We are very pleased to announce that eTRAP has been awarded a 20,000€ grant from the University of Göttingen for a six-month pilot project. The project, TrAiN (Tracing Authorship in Noise), seeks to investigate the complex relation between noisy OCR’d data and automatic text analyses. In particular, we will investigate and attempt to define the maximum noise threshold that will allow us to adequately conduct authorship and text reuse analyses on a number of texts selected for this study. Our research questions: at which point does OCR/HTR noise interfere with the automatic identification of stable linguistic and stylistic markers? What is the minimum amount of noise we need to correct?
The project includes a joint research workshop with stylometry experts to optimise existing algorithms, and to exchange ideas and knowledge.

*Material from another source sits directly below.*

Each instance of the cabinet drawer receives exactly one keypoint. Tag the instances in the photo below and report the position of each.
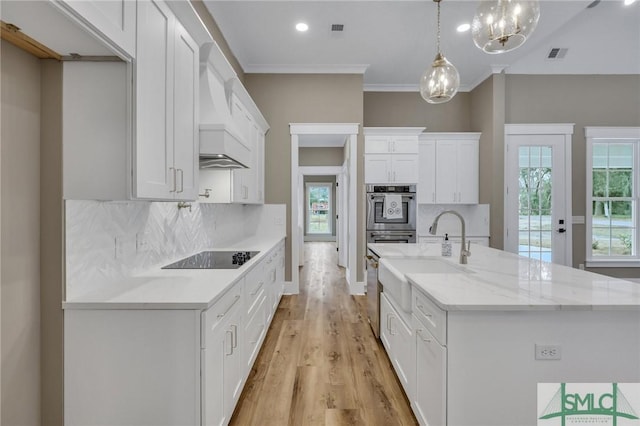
(223, 307)
(433, 318)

Project Co-PIs: Marco Büchler, Greta Franzini, Emily Franzini, Gabriela Rotari, Maria Moritz.
Many compliments ! I think this task is really interesting and useful. I am interested in particular in named entity recognition in OCR’d text, as we worked on a large newspaper historical archive (Archivio storico La Stampa) containing a “significant” percentage of OCR errors.
Thank you, Andrea! Another task here will be to align HTR’d German manuscript letters with OCR’d output of the print edition of those same texts to see how they compare.